Et que l’on n’aille pas croire cependant que la douce enfant que nous avons vue fût résignée à obéir en victime aux ordres de son père. Non, tout son être se révoltait à l’idée de son alliance avec cet homme pour lequel elle aurait eu de la haine si elle eût su ce que c’était que ce sentiment. Aussi roulait-elle sous son beau front pâle mille pensées étrangères jusqu’alors à son esprit, pensées de révolte et de rébellion qu’elle regardait presque aussitôt comme des crimes et dont elle demandait à genoux pardon à Dieu.

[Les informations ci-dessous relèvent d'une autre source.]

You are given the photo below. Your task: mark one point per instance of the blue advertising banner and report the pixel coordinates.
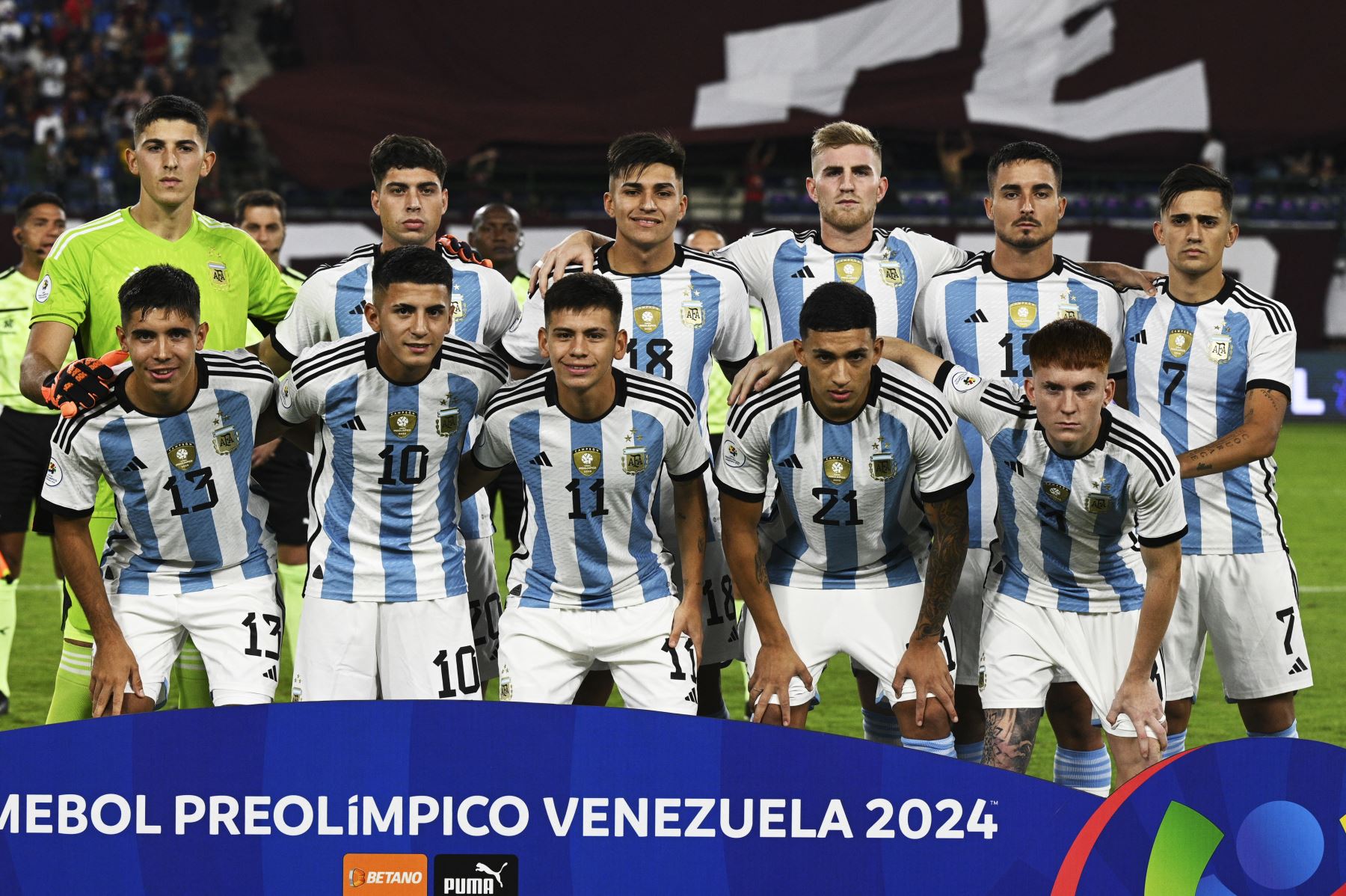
(489, 798)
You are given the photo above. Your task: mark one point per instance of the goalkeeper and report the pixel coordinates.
(77, 301)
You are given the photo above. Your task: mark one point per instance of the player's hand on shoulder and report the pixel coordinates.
(81, 384)
(114, 666)
(924, 662)
(1139, 700)
(575, 249)
(760, 373)
(777, 663)
(464, 252)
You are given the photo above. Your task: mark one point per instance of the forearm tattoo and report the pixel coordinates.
(1010, 737)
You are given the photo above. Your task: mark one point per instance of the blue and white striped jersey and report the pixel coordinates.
(983, 322)
(784, 267)
(331, 306)
(385, 479)
(589, 536)
(1191, 367)
(188, 518)
(1069, 525)
(677, 322)
(846, 490)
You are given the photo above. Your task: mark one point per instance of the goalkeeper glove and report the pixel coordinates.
(464, 252)
(81, 384)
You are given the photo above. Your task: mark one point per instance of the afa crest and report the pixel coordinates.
(403, 423)
(587, 461)
(836, 468)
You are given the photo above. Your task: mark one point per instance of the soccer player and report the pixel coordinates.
(592, 580)
(683, 310)
(1211, 365)
(982, 316)
(1078, 485)
(387, 595)
(25, 426)
(782, 267)
(498, 234)
(851, 439)
(76, 303)
(410, 200)
(280, 467)
(190, 552)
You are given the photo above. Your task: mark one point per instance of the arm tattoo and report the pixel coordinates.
(948, 549)
(1010, 737)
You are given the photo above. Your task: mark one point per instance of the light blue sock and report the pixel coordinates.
(942, 747)
(1085, 770)
(1290, 732)
(881, 725)
(1177, 743)
(969, 752)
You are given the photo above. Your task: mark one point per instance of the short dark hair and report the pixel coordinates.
(33, 200)
(1193, 177)
(580, 292)
(1022, 151)
(1072, 345)
(264, 198)
(400, 151)
(170, 108)
(411, 264)
(163, 288)
(639, 151)
(836, 307)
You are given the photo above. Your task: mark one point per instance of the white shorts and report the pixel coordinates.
(720, 642)
(402, 650)
(965, 614)
(1023, 645)
(545, 653)
(484, 603)
(237, 630)
(873, 625)
(1250, 607)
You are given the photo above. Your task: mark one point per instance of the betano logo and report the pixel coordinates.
(387, 874)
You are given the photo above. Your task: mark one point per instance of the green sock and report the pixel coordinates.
(70, 697)
(188, 678)
(292, 588)
(8, 603)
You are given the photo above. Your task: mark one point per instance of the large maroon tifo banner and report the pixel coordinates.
(1134, 82)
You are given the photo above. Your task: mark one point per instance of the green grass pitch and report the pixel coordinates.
(1312, 500)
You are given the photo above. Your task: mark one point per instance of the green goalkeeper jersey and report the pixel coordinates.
(87, 264)
(15, 313)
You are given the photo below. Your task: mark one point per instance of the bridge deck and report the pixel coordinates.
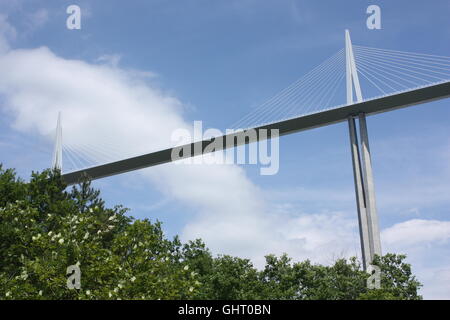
(369, 107)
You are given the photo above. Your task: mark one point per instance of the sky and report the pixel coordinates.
(136, 72)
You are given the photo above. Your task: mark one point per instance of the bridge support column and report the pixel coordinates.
(365, 192)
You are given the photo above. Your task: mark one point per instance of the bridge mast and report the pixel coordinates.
(57, 152)
(362, 166)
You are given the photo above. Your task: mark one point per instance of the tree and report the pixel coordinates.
(45, 228)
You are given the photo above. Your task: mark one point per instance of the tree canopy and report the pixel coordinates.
(44, 228)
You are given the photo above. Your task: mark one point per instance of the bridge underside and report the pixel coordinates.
(370, 107)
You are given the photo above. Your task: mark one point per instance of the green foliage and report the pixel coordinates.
(44, 229)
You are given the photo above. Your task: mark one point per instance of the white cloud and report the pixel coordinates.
(105, 104)
(416, 231)
(7, 33)
(37, 19)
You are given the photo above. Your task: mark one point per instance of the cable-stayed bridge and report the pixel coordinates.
(330, 93)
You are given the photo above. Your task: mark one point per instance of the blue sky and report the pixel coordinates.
(218, 59)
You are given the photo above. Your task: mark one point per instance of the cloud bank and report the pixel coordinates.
(103, 104)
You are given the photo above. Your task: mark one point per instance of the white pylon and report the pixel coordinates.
(57, 152)
(362, 166)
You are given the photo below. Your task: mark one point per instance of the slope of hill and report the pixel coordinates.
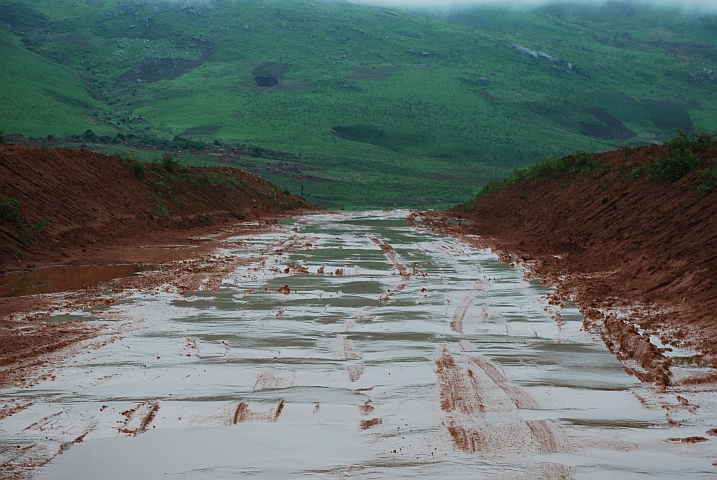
(59, 205)
(627, 249)
(385, 106)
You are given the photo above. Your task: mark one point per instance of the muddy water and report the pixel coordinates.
(412, 355)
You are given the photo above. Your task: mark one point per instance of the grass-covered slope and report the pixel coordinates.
(384, 106)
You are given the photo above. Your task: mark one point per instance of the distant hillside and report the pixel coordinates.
(55, 202)
(384, 106)
(633, 228)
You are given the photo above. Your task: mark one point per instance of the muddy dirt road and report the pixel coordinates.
(354, 346)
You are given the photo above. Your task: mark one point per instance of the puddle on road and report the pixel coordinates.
(60, 279)
(425, 359)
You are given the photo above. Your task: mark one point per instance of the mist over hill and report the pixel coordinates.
(378, 105)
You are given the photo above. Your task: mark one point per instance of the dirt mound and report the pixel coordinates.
(74, 204)
(614, 239)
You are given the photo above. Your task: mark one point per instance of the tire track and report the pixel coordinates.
(242, 414)
(482, 410)
(460, 314)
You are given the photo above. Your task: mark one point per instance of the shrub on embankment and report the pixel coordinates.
(675, 159)
(638, 226)
(53, 199)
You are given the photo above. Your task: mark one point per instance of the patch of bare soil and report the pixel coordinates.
(637, 258)
(94, 212)
(372, 73)
(152, 69)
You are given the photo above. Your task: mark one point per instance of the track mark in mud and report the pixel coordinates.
(482, 408)
(555, 471)
(460, 314)
(12, 408)
(242, 414)
(279, 409)
(343, 349)
(520, 397)
(691, 440)
(366, 408)
(391, 254)
(543, 434)
(149, 409)
(190, 348)
(65, 446)
(469, 440)
(355, 371)
(271, 379)
(366, 424)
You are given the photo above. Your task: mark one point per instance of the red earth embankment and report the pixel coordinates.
(611, 240)
(84, 208)
(81, 206)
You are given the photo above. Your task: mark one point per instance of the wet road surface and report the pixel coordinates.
(354, 346)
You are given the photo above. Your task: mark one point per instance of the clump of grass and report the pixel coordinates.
(165, 164)
(680, 159)
(135, 167)
(10, 209)
(708, 180)
(580, 163)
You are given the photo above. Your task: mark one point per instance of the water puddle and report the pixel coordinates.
(60, 279)
(354, 346)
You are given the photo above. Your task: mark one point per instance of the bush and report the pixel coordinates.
(580, 163)
(680, 159)
(10, 209)
(161, 211)
(135, 167)
(165, 164)
(672, 166)
(708, 180)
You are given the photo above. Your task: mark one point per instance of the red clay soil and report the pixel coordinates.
(614, 242)
(99, 214)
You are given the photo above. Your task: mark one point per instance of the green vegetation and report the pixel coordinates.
(166, 164)
(379, 108)
(136, 167)
(708, 180)
(10, 209)
(680, 159)
(580, 163)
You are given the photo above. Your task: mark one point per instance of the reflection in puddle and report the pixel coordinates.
(425, 359)
(60, 279)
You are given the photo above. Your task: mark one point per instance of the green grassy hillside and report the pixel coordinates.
(384, 106)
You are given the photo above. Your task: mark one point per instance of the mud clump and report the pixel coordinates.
(366, 424)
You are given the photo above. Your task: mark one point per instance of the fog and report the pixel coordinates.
(685, 5)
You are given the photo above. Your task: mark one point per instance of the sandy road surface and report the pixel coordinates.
(354, 346)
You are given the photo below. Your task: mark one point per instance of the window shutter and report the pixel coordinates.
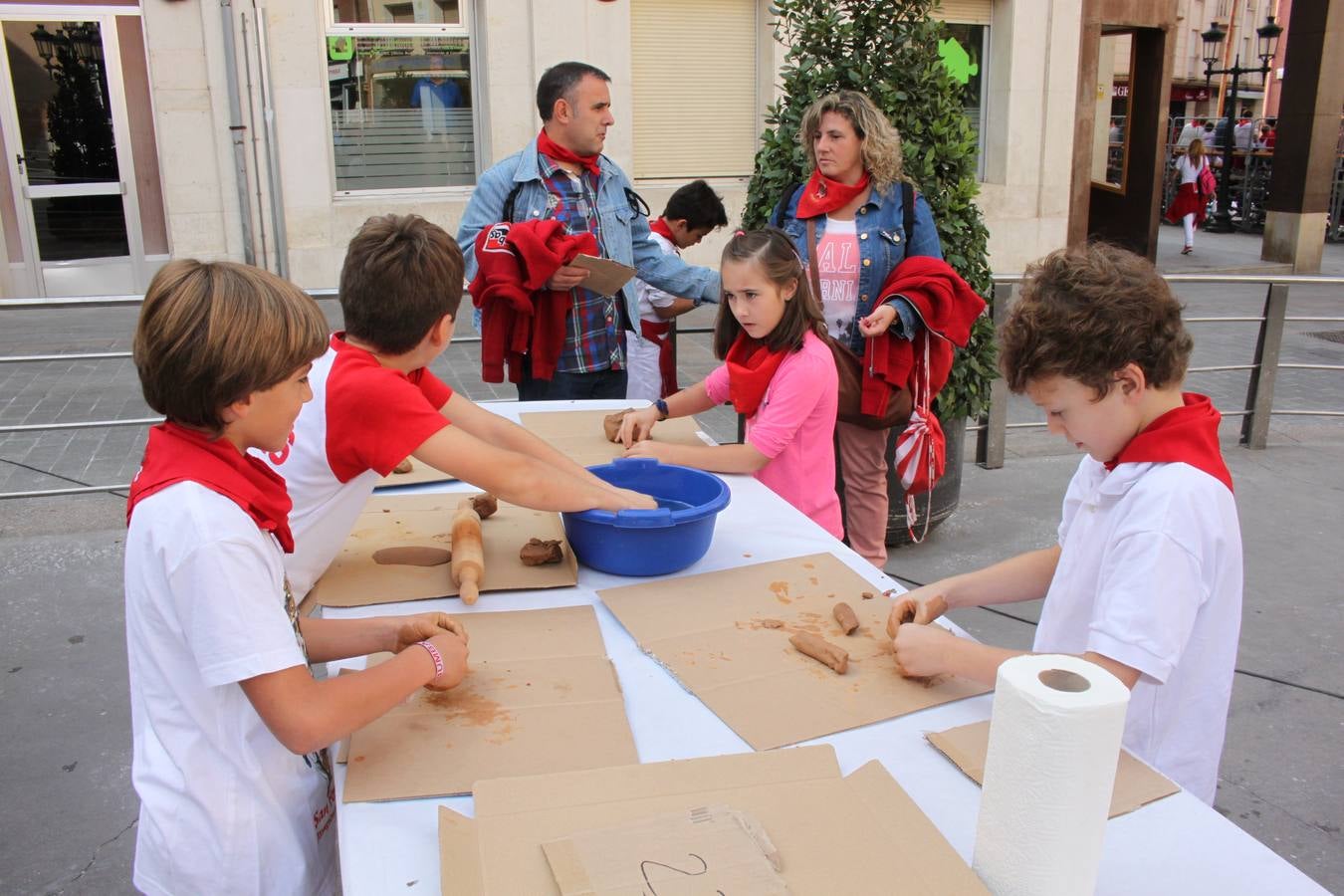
(694, 88)
(975, 12)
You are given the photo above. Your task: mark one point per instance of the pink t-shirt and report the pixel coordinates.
(837, 269)
(794, 427)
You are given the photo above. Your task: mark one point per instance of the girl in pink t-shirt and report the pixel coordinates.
(777, 372)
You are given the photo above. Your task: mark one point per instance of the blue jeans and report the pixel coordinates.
(571, 385)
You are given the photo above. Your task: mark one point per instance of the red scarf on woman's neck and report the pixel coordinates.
(661, 229)
(821, 195)
(1187, 434)
(752, 365)
(177, 454)
(556, 150)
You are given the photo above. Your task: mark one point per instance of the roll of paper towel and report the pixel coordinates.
(1054, 742)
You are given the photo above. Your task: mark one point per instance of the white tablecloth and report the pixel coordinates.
(1176, 845)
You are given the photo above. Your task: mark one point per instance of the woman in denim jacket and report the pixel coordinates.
(855, 196)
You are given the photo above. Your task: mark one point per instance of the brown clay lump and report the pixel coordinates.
(537, 553)
(413, 555)
(611, 423)
(845, 617)
(486, 506)
(821, 650)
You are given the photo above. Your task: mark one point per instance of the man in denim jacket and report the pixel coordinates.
(563, 175)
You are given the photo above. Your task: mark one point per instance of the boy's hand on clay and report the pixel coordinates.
(423, 626)
(453, 649)
(922, 606)
(637, 425)
(921, 650)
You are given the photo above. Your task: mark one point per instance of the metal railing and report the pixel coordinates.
(991, 429)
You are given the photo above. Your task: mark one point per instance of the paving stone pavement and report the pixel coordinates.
(64, 696)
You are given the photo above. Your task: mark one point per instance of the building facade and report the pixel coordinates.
(269, 131)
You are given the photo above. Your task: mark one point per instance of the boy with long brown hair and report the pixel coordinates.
(1145, 579)
(229, 724)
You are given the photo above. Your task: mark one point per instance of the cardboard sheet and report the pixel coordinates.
(711, 631)
(856, 834)
(606, 276)
(353, 579)
(707, 849)
(541, 697)
(579, 434)
(421, 473)
(1136, 784)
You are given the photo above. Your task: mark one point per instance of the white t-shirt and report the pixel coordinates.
(225, 807)
(837, 270)
(363, 421)
(1151, 575)
(651, 296)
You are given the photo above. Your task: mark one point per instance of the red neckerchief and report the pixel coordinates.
(179, 454)
(752, 365)
(661, 229)
(822, 195)
(556, 150)
(1187, 434)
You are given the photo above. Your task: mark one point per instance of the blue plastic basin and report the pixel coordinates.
(649, 542)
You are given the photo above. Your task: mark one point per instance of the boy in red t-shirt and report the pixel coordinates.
(375, 403)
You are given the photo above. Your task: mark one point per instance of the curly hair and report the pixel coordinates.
(880, 148)
(1085, 312)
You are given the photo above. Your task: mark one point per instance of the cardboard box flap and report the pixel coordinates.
(459, 854)
(907, 825)
(1136, 782)
(634, 782)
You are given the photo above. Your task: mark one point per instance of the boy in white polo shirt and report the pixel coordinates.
(376, 403)
(1145, 579)
(229, 724)
(692, 211)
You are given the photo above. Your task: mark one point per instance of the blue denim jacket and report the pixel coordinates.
(882, 246)
(625, 230)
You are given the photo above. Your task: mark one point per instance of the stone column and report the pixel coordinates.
(1308, 129)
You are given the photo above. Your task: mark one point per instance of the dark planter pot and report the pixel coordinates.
(947, 492)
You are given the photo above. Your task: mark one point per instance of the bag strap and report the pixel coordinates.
(812, 262)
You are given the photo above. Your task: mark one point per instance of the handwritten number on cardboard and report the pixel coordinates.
(644, 871)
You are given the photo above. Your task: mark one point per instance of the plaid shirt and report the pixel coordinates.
(594, 337)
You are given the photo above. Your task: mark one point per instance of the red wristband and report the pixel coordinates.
(436, 656)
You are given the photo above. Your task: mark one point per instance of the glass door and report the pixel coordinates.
(64, 126)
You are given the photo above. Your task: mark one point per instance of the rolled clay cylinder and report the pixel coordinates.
(845, 617)
(537, 553)
(486, 506)
(821, 650)
(468, 553)
(611, 425)
(413, 557)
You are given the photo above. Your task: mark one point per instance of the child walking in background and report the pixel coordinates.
(777, 372)
(229, 724)
(1191, 196)
(1145, 577)
(691, 212)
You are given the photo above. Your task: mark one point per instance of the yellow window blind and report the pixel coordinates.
(694, 88)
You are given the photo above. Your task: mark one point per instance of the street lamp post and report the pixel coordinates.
(1265, 49)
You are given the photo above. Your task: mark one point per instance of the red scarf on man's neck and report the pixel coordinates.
(1187, 434)
(821, 195)
(752, 365)
(661, 229)
(556, 150)
(179, 454)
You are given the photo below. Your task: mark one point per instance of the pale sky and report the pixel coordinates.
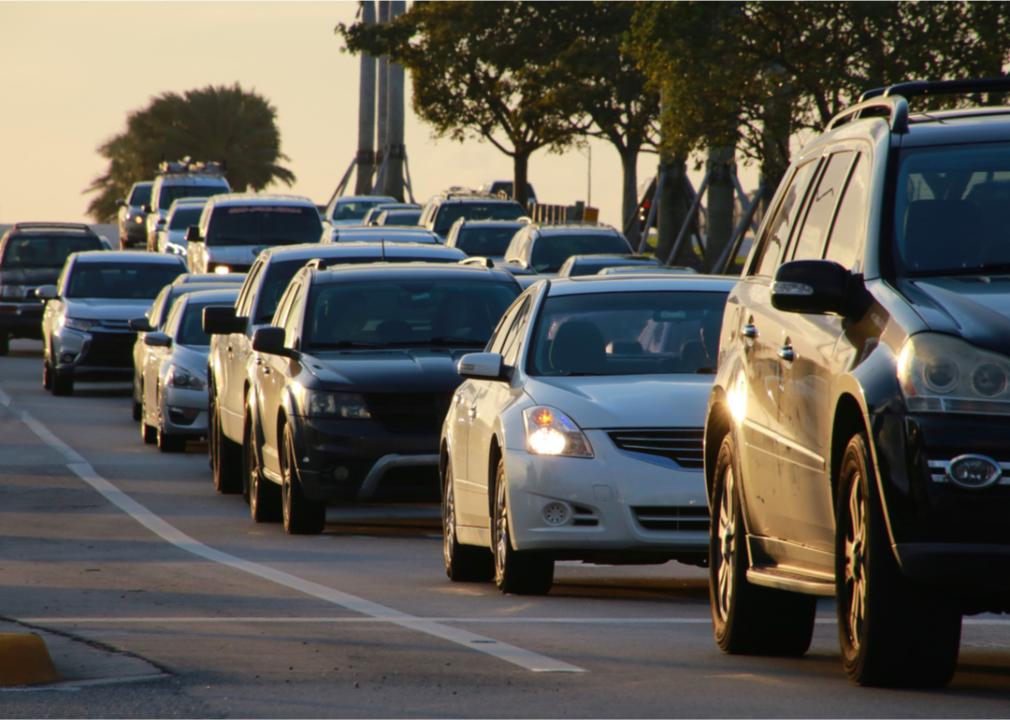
(70, 72)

Alors elle pensait à aller se jeter aux genoux de François Ier. Mais elle avait entendu raconter tout bas que dans une circonstance bien autrement terrible la même idée était venue à Diane de Poitiers, et qu’elle y avait laissé l’honneur. Madame d’Étampes pouvait aussi la protéger, la sauver si elle voulait. Mais le voudrait-elle ? n’accueillerait-elle pas par un sourire les plaintes d’une enfant ? Ce sourire de dédain et de raillerie, elle l’avait déjà vu sur les lèvres de son père quand elle l’avait supplié de la garder près de lui, et ce sourire lui avait fait un mal affreux.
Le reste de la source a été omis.